Le poulet

Les poulets qui nous sont proposés chaque mois viennent de Beaurainville (62) et plus précisément de la ferme du Monthois, chez François Dollé.

Après avoir passé un diplôme d’ingénieur en génie industriel et travaillé deux ans dans ce domaine (il habitait alors Wattrelos !), François et son épouse Elodie ont décidé de revenir vivre à la campagne et de se lancer dans une activité agricole, en s’installant sur la ferme de sa mère, Brigitte, éleveuse de bovins.

Les premiers poussins sont achetés en 2014 et François peut se mettre à son compte en 2017 en reprenant une dizaine d’hectares dédiés à son atelier de production de volaille de chair en agriculture bio. Et cette année, avec le départ en retraite de sa mère, c’est 30 hectares de plus qui vont lui permettre de diversifier sa production.

Des poulets bien élevés

« J’achète chaque mois un lot de 450 poussins, âgés d’un ou deux jours, à un couvoir conventionnel car il n’existe pas de couvoir bio. Je les élève pendant 3 mois à 3 mois et demi (le minimum en bio, c’est 81 jours, je les garde 90 à 110 jours). Ils ne sont nourris que d’aliments bio : blé, triticale, maïs, pois protéagineux ou soja. Au début – 4 semaines ou plus selon la saison – ils sont enfermés, mais dans un grand poulailler, sous des lampes chauffantes. Puis je commence à ouvrir. »

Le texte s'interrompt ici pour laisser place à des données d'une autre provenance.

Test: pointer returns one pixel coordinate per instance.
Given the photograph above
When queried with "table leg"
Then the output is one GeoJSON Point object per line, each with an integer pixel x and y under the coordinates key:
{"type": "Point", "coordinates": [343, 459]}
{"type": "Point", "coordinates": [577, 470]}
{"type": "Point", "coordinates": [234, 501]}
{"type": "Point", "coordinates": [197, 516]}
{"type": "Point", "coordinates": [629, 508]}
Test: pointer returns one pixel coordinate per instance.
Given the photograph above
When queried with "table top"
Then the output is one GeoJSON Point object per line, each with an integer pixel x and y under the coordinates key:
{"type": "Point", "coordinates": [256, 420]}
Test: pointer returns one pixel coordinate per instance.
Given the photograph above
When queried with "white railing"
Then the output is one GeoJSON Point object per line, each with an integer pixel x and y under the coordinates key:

L’élevage de volailles est assez contraignant : il faut remplir les abreuvoirs et apporter à manger régulièrement, changer la paille pour que le sol reste propre et surtout être vigilant sur l’état de santé des poussins. Une partie sanitaire à laquelle il a fallu se former, notamment avec l’association Gabnor auprès de vétérinaires spécialisés en aviculture.

Enfin, les poulets sont amenés à un abattoir proche, à Le Boisle (80). Puis François et Elodie les préparent en chambre froide, avant de les vendre, uniquement sur commande. Outre El Cagette, ils travaillent avec d’autres associations de consommateurs, quelques AMAP dans la Somme et à Lille et un réseau de vente directe. Ils n’ont pas de salariés, seulement de temps à autre, l’aide de wwoofeurs.

Aujourd’hui, le couple commence à élever également des pintades et possède un petit élevage bovin. C’est de chez lui que vient le veau qui nous est proposé.